Carlos Lozano, directeur périodique Voz, dit que les deux représentants des Farcs ont l'autorité et la capacité de mener à bon terme l'Accord Humanitaire.
"Ce sont deux membres du secrétariat des Farcs et s'ils doivent être ses représentants, ils disposent de l'autorité et de la capacité, suffisante pour arriver aux Accords qui sont nécessaires avec le président Chavez pour voir si on cherche des issues à l'Accord Humanitaire", a assuré Carlos Lozano. "La réalisation de l'accord humanitaire ne signifie pas nécessairement la paix pour le pays.

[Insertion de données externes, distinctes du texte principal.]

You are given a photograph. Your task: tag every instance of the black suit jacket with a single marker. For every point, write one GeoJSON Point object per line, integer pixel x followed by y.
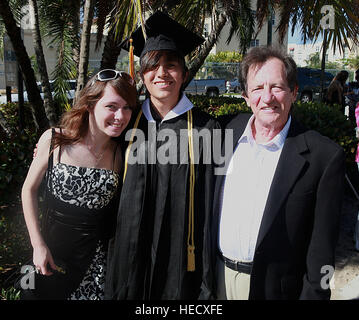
{"type": "Point", "coordinates": [299, 230]}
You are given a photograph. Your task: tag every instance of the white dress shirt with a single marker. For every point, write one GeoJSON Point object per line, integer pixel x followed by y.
{"type": "Point", "coordinates": [180, 108]}
{"type": "Point", "coordinates": [245, 192]}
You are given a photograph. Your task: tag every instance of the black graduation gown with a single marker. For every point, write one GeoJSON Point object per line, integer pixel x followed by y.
{"type": "Point", "coordinates": [148, 259]}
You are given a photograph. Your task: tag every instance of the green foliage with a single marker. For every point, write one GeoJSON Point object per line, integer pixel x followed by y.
{"type": "Point", "coordinates": [352, 62]}
{"type": "Point", "coordinates": [218, 106]}
{"type": "Point", "coordinates": [330, 122]}
{"type": "Point", "coordinates": [15, 152]}
{"type": "Point", "coordinates": [315, 62]}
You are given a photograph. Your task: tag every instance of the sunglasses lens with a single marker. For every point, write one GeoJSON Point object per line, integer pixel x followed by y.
{"type": "Point", "coordinates": [107, 75]}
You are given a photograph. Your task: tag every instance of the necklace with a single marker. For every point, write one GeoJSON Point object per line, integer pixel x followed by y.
{"type": "Point", "coordinates": [98, 157]}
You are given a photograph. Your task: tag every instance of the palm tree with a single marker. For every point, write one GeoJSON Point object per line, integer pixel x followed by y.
{"type": "Point", "coordinates": [60, 21]}
{"type": "Point", "coordinates": [129, 13]}
{"type": "Point", "coordinates": [85, 45]}
{"type": "Point", "coordinates": [24, 62]}
{"type": "Point", "coordinates": [41, 63]}
{"type": "Point", "coordinates": [306, 14]}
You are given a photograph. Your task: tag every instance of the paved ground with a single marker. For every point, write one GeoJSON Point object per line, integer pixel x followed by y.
{"type": "Point", "coordinates": [346, 276]}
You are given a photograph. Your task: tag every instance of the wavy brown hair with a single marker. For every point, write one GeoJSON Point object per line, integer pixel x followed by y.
{"type": "Point", "coordinates": [75, 122]}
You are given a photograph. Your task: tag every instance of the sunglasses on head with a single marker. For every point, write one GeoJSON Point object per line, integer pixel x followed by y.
{"type": "Point", "coordinates": [110, 74]}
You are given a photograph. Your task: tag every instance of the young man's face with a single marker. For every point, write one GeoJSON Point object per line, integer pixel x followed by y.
{"type": "Point", "coordinates": [164, 81]}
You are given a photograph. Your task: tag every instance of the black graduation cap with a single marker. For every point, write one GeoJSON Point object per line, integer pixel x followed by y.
{"type": "Point", "coordinates": [163, 33]}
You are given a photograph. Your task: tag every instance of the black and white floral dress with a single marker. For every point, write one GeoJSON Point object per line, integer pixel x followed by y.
{"type": "Point", "coordinates": [81, 219]}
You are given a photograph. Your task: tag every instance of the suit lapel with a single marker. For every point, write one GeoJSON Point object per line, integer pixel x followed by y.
{"type": "Point", "coordinates": [290, 164]}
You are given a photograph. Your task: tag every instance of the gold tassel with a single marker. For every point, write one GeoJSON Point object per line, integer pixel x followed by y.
{"type": "Point", "coordinates": [191, 265]}
{"type": "Point", "coordinates": [131, 61]}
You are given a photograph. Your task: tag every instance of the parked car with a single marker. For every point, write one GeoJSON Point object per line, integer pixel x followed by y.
{"type": "Point", "coordinates": [233, 86]}
{"type": "Point", "coordinates": [209, 87]}
{"type": "Point", "coordinates": [15, 97]}
{"type": "Point", "coordinates": [309, 83]}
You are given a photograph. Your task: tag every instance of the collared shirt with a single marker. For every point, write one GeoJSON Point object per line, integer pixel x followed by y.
{"type": "Point", "coordinates": [245, 192]}
{"type": "Point", "coordinates": [180, 108]}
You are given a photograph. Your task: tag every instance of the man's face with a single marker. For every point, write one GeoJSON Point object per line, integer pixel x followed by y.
{"type": "Point", "coordinates": [164, 81]}
{"type": "Point", "coordinates": [268, 94]}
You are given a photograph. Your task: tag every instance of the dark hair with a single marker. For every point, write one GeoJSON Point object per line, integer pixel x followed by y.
{"type": "Point", "coordinates": [151, 59]}
{"type": "Point", "coordinates": [260, 55]}
{"type": "Point", "coordinates": [75, 121]}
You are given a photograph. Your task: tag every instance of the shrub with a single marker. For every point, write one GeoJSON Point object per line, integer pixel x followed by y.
{"type": "Point", "coordinates": [15, 151]}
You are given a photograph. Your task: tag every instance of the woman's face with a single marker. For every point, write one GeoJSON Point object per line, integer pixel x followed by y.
{"type": "Point", "coordinates": [111, 113]}
{"type": "Point", "coordinates": [164, 82]}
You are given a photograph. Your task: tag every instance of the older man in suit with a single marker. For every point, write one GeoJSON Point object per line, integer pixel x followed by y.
{"type": "Point", "coordinates": [277, 209]}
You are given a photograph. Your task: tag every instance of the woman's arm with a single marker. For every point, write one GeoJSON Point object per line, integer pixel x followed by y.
{"type": "Point", "coordinates": [41, 254]}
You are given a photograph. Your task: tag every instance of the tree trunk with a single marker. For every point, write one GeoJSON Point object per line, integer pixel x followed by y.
{"type": "Point", "coordinates": [206, 47]}
{"type": "Point", "coordinates": [85, 46]}
{"type": "Point", "coordinates": [24, 62]}
{"type": "Point", "coordinates": [41, 62]}
{"type": "Point", "coordinates": [325, 45]}
{"type": "Point", "coordinates": [111, 50]}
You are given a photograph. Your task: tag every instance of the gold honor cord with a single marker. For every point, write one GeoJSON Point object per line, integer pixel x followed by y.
{"type": "Point", "coordinates": [130, 143]}
{"type": "Point", "coordinates": [190, 240]}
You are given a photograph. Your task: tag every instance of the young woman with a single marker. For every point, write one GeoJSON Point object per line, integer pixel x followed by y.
{"type": "Point", "coordinates": [165, 202]}
{"type": "Point", "coordinates": [84, 180]}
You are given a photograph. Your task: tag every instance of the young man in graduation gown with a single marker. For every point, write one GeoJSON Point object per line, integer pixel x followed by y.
{"type": "Point", "coordinates": [167, 194]}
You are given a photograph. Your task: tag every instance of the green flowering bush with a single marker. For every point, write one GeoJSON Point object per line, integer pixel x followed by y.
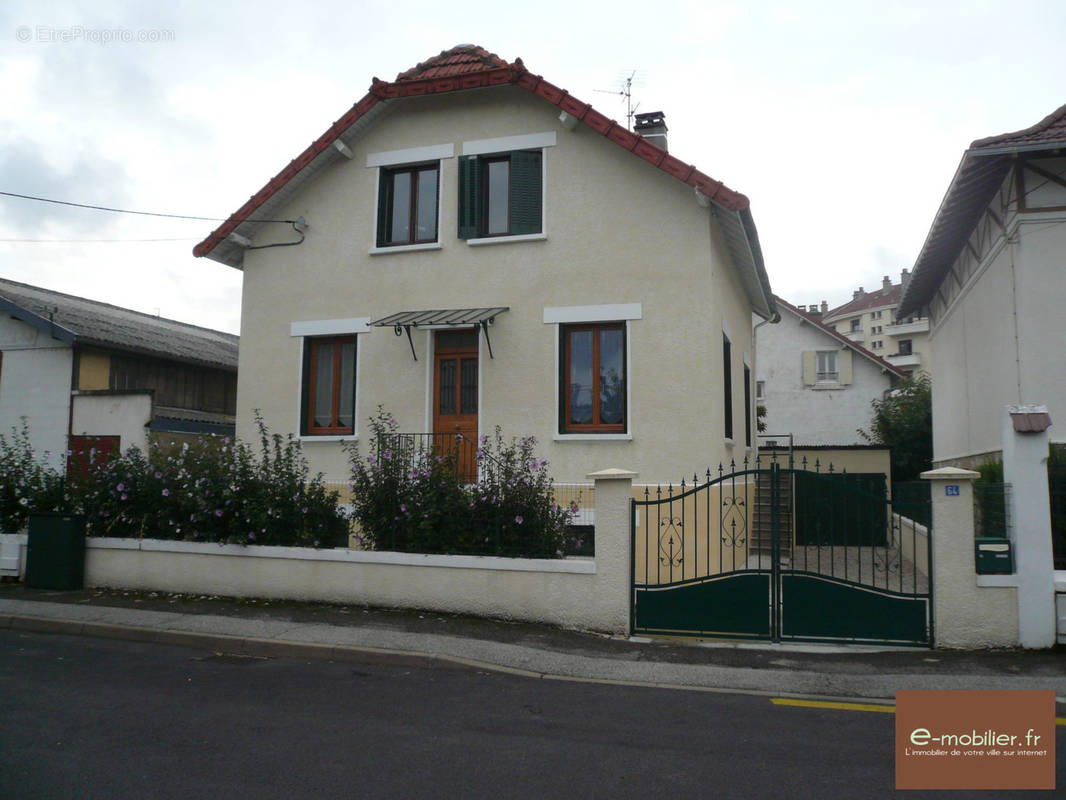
{"type": "Point", "coordinates": [213, 490]}
{"type": "Point", "coordinates": [26, 481]}
{"type": "Point", "coordinates": [414, 498]}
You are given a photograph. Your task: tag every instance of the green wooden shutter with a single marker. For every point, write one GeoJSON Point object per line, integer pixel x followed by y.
{"type": "Point", "coordinates": [383, 208]}
{"type": "Point", "coordinates": [845, 366]}
{"type": "Point", "coordinates": [469, 196]}
{"type": "Point", "coordinates": [527, 192]}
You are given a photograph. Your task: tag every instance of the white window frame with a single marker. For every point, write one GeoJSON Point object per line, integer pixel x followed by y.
{"type": "Point", "coordinates": [412, 156]}
{"type": "Point", "coordinates": [561, 316]}
{"type": "Point", "coordinates": [827, 376]}
{"type": "Point", "coordinates": [316, 329]}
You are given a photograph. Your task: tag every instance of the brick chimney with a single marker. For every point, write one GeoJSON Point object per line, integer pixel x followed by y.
{"type": "Point", "coordinates": [652, 126]}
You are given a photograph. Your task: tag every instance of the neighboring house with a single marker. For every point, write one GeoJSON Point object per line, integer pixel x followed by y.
{"type": "Point", "coordinates": [816, 383]}
{"type": "Point", "coordinates": [871, 319]}
{"type": "Point", "coordinates": [991, 277]}
{"type": "Point", "coordinates": [76, 368]}
{"type": "Point", "coordinates": [543, 268]}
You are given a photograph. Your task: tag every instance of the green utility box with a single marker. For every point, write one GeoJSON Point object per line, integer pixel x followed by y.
{"type": "Point", "coordinates": [994, 556]}
{"type": "Point", "coordinates": [55, 552]}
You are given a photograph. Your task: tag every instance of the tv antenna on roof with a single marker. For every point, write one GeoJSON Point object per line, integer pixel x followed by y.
{"type": "Point", "coordinates": [627, 92]}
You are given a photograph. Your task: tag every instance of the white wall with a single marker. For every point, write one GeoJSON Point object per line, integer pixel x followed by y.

On ne peut pas mélanger ni y mettre cette condition", a-t-il ajouté.
Pour sa part, Alvaro Leyva a signalé que dans la vie rien n'est inamovible, en se référant aux déclarations du président Alvaro Uribe à propos des points sur lesquels ne cédera pas le gouvernement dans la recherche de l'accord Humanitaire.

08/10/2007: Chavez demande à Uribe de permettre une réunion avec les FARCs:
Le président vénézuélien Hugo Chavez a demandé dimanche à son homologue colombien à permettre aux dirigeants des FARC de franchir sans encombre la frontière pour une réunion sur la libération des otages de la guérilla.
Selon lui, la réunion prévue le 8 octobre avec des dirigeants des FARCs a été reportée car le gouvernement colombien d'Alvaro Uribe a refusé de suspendre les opérations militaires.
Les discussions, auxquelles pourrait participer le commandant des FARC Manuel Marulanda, pourraient se tenir quelque part le long de la frontière, a précisé le président vénézuélien.
Il compte en rediscuter avec Uribe vendredi, lorsque ce dernier viendra inaugurer un gazoduc reliant les deux pays.
Chavez avait obtenu le mois dernier le feu vert d'Uribe pour jouer les médiateurs dans une tentative d'échanger 45 otages des FARC contre des guérilleros détenus.
Il n'a cessé de se montrer optimiste, mais de nombreux obstacles demeurent, dont l'exigence des FARCs qui veulent la libération de deux de leurs principaux dirigeants, détenus par les Américains.